The 300MW first phase of what was once the world’s biggest BESS project was destroyed in the incident, setting off a wave of concern among communities and local authorities worldwide. MOSS300 was equipped with NMC cells provided by LG ES and housed in the company’s TR1300 portable racks, although the company was not the system integrator.
Much has been written on that incident and its resultant impacts on the industry. Jaehong Park says that at this early stage, there is not much he can say about the fires. LG ES is “working closely” with Vistra Energy, the project’s owner—which has just written down the value of the project by US$400 million.
“The first priority is to manage the site safely and make sure that environmentally, it is okay. Based on the short-term analysis, the result was good. The air was okay, the soil was okay, and the water was okay. We are working on the long-term impact as well,” Park tells ESN Premium.
“We will come up with some more details sometime soon, but the root cause analysis is under investigation. After the event, we had a stakeholder meeting, including many customers, suppliers and state governments,” Park says.
He claims the stakeholders are “all on the same page” that if a thermal incident does occur at any site again in future, the right regulations, policies and technologies need to be in place to mitigate the risk, to ensure it does not propagate and escalate a thermal runaway into a major fire.
He says many lessons have been learned from experience to date, noting that when the grid-connected BESS industry was getting started, “there was no regulation at all.”
“We just developed what we needed to develop. Later there was UL9540 and NFPA 855, then Fire Codes and Building Codes got involved.”
That evolution continues, with the coming of large-scale fire testing (LSFT). Several BESS manufacturers and integrators have carried out LSFT voluntarily, but it will become a requirement from the 2026 edition of NFPA 855.
“The recent projects that we already deployed are all complying with the large-scale fire test protocol. LSFT protocol means that we burn one single entire container with fully populated batteries inside and then see where there is an explosion or fire propagation to the next containers. There shouldn’t be an explosion; there shouldn’t be propagation.”
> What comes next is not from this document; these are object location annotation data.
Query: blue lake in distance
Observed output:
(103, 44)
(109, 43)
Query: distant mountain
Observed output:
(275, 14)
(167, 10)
Once modular system designs become standardised, and LSFT becomes mandatory, the risk of any incident affecting more than one container on a site becomes minimal, which is the direction the industry needs to go in, Park says.
LG ES sees weight as limiting factor to energy density increases
Finally, speaking of the directions the industry is taking, we ask Jaehon Park for his views on the growing focus on increasing energy density and the corresponding numbers of OEMs producing much larger format battery cells.
“There are a lot of companies, especially in China, that came up with 500Ah and 1000Ah cells because of the density, but I think that now, the focus is not on the density for pouch-type cells [for us].”

Park says that LG ES is working on a 60A cell, which is roughly equivalent to 300Ah-320Ah, around double that of a prismatic cell.
“I think that’s quite enough. If you look at the enclosure now, the system is modular and fully populated. It has completed the factory acceptance test (FAT) and is then shipped to the site. But there’s also regulation when it comes to transportation. You must be at less than 40 tonnes or thereabouts; otherwise, you cannot transport an enclosure. You need an escort, and you need a special permit to carry such heavy containers,” Park says.
“It’s not a matter of the higher ampere-hour cell. In terms of technology progression, it’s a matter of how we can reduce the weight so that we can have more capacity within one container. LFP technologies in containerised solutions [on the market] are all very similar, at roughly 5MWh to 6MWh capacity, but going forward, the key is how to reduce the weight density. MWh per pound, or MWh per kilogramme, is an important topic from the technology perspective, and it’ll be the next wave of technology innovation.”